Find and Solve Databricks Data Quality Issues with Monte Carlo
As the use of data has expanded to include using data to proactively make decisions and pair with AI and machine learning workloads, the popularity of Databricks has also risen.
Databricks was founded by the creators of Apache Spark, which remains an open source coding framework created to support big data processes including ETL and analysis. As you can imagine with that background, Databricks is often the tool of choice for many companies that not only use Spark, but also desire more flexible storage and corresponding workloads for their data initiatives.
As part of our goal to support the most popular centralized data stores, we announced our support for Databricks a few months ago, which included support for finding Databricks data quality issues ranging from:
- Freshness – Was my data, either from ingestion or transformations, updated as expected?
- Volume – Did we see the expected amount of bytes changed?
- Quality – Are my values within the expected range(s)? Are they unique if they were expected to be? Was there any issue that inserted null values?
Building upon that release, and bringing our support for Databricks closer to parity with other long supported destinations such as Snowflake, BigQuery, and Redshift, was the announcement of support for lineage graphs for Databricks via Unity Catalog.
By leveraging Databricks’ native Unity Catalog tool, we’re able to understand the referential relationships between objects in customers’ Databricks environments, to recreate that mapping in our UI, while overlaying where incidents exist.
This way, users can massively reduce the amount of time they need to troubleshoot incidents by avoiding the traditional method of manually parsing through upstream queries that feed into a table with an incident.

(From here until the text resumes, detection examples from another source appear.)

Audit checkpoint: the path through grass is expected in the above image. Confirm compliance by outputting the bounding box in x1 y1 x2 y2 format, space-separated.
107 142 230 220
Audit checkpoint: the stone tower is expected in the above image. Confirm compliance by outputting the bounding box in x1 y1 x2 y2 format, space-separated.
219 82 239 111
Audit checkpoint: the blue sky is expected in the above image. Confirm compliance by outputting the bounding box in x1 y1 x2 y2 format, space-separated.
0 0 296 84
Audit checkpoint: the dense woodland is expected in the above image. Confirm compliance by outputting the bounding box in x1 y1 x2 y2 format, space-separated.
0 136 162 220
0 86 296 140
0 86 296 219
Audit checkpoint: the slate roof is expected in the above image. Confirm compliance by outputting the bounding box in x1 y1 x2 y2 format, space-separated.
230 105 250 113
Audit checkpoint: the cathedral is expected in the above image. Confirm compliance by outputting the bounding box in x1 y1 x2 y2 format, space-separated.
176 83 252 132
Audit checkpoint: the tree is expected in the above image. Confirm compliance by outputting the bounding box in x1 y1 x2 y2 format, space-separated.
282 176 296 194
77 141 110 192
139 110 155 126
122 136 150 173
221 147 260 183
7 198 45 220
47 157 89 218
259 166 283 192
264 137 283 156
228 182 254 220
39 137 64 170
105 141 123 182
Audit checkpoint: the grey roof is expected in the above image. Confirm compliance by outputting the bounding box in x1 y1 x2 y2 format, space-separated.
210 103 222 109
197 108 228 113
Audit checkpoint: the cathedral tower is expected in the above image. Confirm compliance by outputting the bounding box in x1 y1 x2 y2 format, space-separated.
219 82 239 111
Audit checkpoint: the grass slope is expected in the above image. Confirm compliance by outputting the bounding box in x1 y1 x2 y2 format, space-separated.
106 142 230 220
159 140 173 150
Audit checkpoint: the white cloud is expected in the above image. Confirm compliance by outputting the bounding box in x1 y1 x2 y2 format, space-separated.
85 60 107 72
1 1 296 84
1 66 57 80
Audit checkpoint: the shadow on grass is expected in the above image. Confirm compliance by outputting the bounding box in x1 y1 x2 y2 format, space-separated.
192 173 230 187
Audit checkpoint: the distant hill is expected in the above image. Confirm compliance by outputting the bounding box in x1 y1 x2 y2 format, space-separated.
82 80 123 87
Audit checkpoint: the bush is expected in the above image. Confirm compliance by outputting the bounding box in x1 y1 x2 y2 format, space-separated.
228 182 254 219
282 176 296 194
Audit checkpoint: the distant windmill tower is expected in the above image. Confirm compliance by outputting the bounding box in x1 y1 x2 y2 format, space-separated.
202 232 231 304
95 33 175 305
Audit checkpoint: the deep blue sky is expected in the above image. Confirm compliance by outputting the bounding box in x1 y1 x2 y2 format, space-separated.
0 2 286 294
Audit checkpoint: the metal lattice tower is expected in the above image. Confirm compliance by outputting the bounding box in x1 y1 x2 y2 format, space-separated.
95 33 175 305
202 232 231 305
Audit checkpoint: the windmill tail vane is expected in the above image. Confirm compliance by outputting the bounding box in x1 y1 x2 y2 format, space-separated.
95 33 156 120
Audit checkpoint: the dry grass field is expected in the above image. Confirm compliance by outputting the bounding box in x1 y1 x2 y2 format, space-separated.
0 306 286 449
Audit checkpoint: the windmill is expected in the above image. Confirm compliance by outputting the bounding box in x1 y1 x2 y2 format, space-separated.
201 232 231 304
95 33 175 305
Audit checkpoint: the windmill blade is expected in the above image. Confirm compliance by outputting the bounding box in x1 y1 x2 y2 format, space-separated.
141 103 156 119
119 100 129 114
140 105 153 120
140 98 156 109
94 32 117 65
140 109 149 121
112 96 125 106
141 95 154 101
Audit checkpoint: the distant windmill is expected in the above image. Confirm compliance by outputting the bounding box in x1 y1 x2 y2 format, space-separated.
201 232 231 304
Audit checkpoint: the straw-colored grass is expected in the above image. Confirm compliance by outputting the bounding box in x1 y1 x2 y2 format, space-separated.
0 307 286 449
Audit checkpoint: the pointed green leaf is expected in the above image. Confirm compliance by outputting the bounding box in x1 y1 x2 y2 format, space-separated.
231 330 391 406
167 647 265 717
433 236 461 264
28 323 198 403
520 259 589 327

Instead, they can visually scan for associated incidents and objects to find the origin of issues.
Continuing in the vein of Databricks data quality, we now offer the ability to sample impacted rows of an incident and reproduce the issue yourself through a query that we generate and display in the UI.
Let’s walk through an example.
- For the field “id”, we should expect to see that every value is unique, as each value is randomly generated, and needs to remain unique so that we can accurately use it as a key for joins.
- With the Sample Rows functionality, we can immediately see in the UI which IDs have a count of more than 1, so that we can use our understanding to form hypotheses on how the bad data was created in the first place.
- Using the “Reproduce anomalies” tab on the left hand side, we also generate a query that you can use to calculate the data quality metric – in this case, we highlight how we calculated the percent of unique values associated with the “id” field.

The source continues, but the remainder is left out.